Tiga tiga: Ambisi

2 1 0
                                    

"Ma, menurut Mama, nanti kalo udah lulus, bagusnya Zura masuk jurusan apa, ya?"

Di hari minggu yang cerah ceria ini, Mama datang berkunjung untuk menjenguk keadaan ku. Waktu itu, di hari ulang tahunku, pagi harinya Papa langsung kembali berangkat kerja, begitupun Mama, beliau berangkat di antar Papa. Dan ini merupakan kedua kalinya aku bertemu Mama.

Menyambut kedatangan Mama, aku sengaja memasak makanan yang sejak dahulu merupakan makanan favoritnya. Tom Yam cumi.

"Sejak kecil, Mama tau sendiri kan, Papa selalu bilang kalo cewek itu harus punya cita-cita, tapi beranjak remaja, makin kesini hidup Zura makin terombang-ambing, Ma. Zura gak bisa nentuin secara jelas, Zura mau jadi apa nantinya?"

Mama mengukir sunggingan manis, "Mama ngerti kok, sayang. Dulu Mama juga gitu, Mama suka sains, tapi disisi lain, Mama juga suka belajar ilmu hukum, disitu Mama mikir, kira-kira kuliah nanti Mama masuk jurusan apa, ya?" Kali ini, manik cokelat milik Mama yang serupa denganku itu terlihat menerawang. Senyuman manis masih terlukis di wajahnya. "Waktu itu, almarhumah Nenek kamu ngeyakinin Mama untuk masuk jurusan hukum aja."

"Oh, jadi Nenek yang ngeyakinin Mama?"

Mama mengangguk pasti, "Dan sekarang, Mama gak nyesel sama sekali milih jurusan itu. Masuk jurusan hukum terus jadi notaris itu benar-benar passion Mama. Mama cinta banget sama pekerjaan Mama."

"Terus, kalo Zura cocoknya jadi apa dong?" Bibirku mengerucut.

"Sebenarnya pertanyaan itu cuma kamu sendiri yang bisa jawab. Yang kamu sukai itu apa?"

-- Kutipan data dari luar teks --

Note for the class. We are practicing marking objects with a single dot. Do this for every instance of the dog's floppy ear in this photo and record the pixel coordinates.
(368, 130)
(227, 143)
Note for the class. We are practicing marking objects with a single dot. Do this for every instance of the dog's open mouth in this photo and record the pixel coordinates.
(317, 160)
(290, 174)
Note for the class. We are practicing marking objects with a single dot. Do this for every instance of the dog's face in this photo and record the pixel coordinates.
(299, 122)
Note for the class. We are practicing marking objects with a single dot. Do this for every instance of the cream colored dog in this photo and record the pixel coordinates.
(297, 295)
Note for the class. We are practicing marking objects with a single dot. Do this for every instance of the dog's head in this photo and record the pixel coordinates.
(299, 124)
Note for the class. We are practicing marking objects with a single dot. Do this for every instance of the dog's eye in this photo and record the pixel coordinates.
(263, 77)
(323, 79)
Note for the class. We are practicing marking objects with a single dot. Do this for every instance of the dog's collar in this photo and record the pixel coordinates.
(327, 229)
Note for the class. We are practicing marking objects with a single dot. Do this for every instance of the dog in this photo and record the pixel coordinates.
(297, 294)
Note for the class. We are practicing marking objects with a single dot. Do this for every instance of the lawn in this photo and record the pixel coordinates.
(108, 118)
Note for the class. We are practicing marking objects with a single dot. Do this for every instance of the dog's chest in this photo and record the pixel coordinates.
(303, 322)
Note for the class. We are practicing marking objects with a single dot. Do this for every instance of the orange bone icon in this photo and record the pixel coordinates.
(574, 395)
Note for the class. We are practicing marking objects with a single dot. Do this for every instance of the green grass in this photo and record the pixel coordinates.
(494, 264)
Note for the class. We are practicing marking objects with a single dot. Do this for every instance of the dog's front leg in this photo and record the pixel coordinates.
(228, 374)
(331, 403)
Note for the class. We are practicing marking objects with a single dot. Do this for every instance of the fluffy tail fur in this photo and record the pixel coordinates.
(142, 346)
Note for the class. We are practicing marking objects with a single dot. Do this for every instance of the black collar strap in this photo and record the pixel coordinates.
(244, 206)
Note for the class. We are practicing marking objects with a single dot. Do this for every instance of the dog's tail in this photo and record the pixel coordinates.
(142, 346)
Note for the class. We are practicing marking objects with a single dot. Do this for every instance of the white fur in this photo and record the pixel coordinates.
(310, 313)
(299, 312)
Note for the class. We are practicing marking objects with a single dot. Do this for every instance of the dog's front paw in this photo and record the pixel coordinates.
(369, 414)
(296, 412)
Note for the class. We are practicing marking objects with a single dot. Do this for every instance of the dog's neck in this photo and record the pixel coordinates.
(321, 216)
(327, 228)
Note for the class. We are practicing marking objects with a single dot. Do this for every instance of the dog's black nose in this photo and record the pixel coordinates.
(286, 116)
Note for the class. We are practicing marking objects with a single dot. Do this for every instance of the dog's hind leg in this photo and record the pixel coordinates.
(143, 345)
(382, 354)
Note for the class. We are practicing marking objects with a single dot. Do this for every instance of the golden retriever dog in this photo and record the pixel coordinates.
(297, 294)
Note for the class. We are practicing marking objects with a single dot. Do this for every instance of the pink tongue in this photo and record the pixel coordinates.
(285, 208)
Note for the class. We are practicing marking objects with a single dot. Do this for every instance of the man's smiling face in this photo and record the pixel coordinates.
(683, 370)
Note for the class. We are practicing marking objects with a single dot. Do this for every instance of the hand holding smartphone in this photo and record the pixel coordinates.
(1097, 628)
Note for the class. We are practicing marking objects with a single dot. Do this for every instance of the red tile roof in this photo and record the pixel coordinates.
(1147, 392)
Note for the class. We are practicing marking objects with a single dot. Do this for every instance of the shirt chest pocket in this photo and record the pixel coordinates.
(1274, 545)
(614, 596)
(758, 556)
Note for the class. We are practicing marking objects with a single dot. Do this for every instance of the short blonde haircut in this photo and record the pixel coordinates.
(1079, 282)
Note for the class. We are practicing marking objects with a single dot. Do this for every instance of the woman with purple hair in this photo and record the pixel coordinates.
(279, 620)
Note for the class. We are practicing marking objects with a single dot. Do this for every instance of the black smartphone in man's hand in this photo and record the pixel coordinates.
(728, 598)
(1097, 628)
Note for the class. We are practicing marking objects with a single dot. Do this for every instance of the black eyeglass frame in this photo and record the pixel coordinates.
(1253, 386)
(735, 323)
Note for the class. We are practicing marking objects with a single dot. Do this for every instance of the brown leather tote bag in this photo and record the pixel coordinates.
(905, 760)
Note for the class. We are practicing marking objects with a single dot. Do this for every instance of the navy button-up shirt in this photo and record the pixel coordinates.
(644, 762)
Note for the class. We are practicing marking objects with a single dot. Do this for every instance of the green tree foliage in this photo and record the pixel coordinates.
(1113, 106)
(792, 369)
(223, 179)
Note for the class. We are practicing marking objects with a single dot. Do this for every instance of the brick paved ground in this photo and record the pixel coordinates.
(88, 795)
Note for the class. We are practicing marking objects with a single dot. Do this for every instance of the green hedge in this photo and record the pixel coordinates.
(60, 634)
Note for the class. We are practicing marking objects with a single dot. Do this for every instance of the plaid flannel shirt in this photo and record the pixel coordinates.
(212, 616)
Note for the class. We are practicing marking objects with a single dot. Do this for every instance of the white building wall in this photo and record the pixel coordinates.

"Zura tuh multitalenta lho, Ma!" Aku menjawab dengan penuh semangat. "Zura pinter masak, bisa ngajar, bisa ngobatin luka, terus juga jago la ... ri." 

Sadar, nada semangat suaraku sontak memudar sendu tatkala teringat bahwa kini jangankan berlari, untuk berdiri saja aku kesulitan jika tanpa bantuan tongkat kruk.

Ku pandang kaki kiriku yang sampai hari ini masih belum bisa di gerakkan. Masih mati rasa. Aku masih tak bisa merasakan apa-apa.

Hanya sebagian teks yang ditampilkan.